Zubereitung der Printen

  • Die Butter schmelzen und anschließend gründlich mit dem Honig verrühren.
  • In einer Backschüssel das Mehl mit den restlichen Zutaten und den Gewürzen vermischen.
  • Die Honigbutter dazu geben, erst unterrühren, dann mit den Händen unterkneten, bis sich ein gleichmäßiger Teigklumpen bildet.
  • Teig in die Schüssel geben und für eine Stunde im Kühlschrank kalt stellen.
  • Portionsweise den Teig entnehmen, nochmals kurz durchkneten und zwischen zwei Lagen Backpapier zwei bis drei Milimeter dünn ausrollen. (Im Lidl-Rezept sollte er auf Mehl ausgerollt werden, wie es ja für Weihnachtsplätzchen typisch ist, da wurde er bei mir nach kurzer Zeit allerdings total krümelig und ließ sich nicht mehr schön weiterverarbeiten.)
  • Mit einem Messer oder einem Teigrädchen die Printen ausradeln, vorsichtig ablösen und auf das mit Backpapier ausgelegte Blech legen.
  • Für die Glasur Honig und Wasser miteinander verrühren und jede Printe damit einpinseln. Die Kirschen halbieren und jeweils eine Hälfte in die Mitte des Weihnachtsgebäcks setzen, die Mandeln in die vier Eckchen.
  • Im vorgeheizten Ofen bei 175° ca. 10 - 15 Minuten backen.
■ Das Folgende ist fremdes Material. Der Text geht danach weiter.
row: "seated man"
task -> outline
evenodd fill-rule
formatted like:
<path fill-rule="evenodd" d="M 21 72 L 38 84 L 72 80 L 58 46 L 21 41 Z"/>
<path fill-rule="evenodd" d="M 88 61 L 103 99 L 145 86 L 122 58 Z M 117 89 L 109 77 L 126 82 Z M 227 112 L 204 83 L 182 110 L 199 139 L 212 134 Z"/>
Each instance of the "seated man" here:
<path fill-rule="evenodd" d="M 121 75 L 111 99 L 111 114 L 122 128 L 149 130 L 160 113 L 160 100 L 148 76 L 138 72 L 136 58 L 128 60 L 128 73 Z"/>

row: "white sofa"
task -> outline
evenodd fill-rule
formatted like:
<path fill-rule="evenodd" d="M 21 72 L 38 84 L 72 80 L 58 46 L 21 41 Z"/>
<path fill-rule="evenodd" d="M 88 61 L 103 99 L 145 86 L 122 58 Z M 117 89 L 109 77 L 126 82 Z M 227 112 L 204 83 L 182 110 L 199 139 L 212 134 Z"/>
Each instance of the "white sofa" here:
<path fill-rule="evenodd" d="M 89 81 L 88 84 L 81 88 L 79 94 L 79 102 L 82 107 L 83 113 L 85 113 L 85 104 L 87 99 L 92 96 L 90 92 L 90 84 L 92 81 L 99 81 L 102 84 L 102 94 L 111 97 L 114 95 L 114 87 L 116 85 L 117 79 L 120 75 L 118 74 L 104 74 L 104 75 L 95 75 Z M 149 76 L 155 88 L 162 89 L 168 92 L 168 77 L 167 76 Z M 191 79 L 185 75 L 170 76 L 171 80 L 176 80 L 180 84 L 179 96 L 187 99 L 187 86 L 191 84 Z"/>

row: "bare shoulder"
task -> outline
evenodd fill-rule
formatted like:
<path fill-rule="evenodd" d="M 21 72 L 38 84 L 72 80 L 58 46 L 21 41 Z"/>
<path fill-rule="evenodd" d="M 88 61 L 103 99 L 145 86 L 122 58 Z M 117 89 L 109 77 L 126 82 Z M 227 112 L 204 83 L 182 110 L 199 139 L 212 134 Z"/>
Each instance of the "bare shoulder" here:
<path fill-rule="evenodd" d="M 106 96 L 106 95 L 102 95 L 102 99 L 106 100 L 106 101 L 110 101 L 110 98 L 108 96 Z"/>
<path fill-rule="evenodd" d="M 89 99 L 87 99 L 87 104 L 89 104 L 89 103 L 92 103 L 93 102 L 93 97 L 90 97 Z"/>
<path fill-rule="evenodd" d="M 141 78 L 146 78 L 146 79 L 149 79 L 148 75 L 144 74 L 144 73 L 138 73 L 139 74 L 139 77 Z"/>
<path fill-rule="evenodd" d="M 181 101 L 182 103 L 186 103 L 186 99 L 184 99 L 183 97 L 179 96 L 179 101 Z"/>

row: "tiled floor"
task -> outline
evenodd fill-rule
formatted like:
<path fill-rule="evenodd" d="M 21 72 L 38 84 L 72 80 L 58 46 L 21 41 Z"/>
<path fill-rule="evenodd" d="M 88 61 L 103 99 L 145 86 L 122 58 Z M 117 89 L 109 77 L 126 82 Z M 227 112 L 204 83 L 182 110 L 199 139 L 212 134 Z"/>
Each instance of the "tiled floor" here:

Nach dem Auskühlen härten sie noch etwas aus, sind aber nicht steinharte und müssen lagern, sondern können sofort geknuspert werden.

Honig-Printen-Fazit:

Der Gatte und ich sind absolut positiv überrascht. Im äußeren Bereich knusprig, in der Mitte weich und insgesamt sehr aromatisch. Der Honig kommt geschmacklich gut durch - das Rezept geht also im Grunde auch als Honigkuchen durch - und der Anis ist nicht zu aufdringlich, sondern passt wirklich perfekt. Interessanter Nebenaspekt - die syrische Lieblingsnachbarin meinte, dass es sie  an die Anis-Kekse einer Tante aus Syrien erinnert, nur dass diese sie immer Halbmond-/Kipferform bäckt und natürlich ohne Verzierung. Mein Mann verkündete übrigens (nach dem verzückten Inhalieren von Anisdüften, die dem heißen Weihnachtsgebäck entströmten und dem genießerischen Knabbern an der ersten fertigen Printe), dass die Honig-Printen jetzt zu seinem dritt-liebsten Weihnachtsgebäck (nach Stollen & Vanillekipferln) gehören und doch jetzt bitte gefälligst in das familiäre Weihnachtsgebäck-Standard-Repertoire wandern sollen. Ist hiermit geschehen. Inzwischen haben wir die Printen auch schon zum zweiten Mal gebacken. 😉

Ich wünsche Euch eine schöne Vorweihnachtszeit.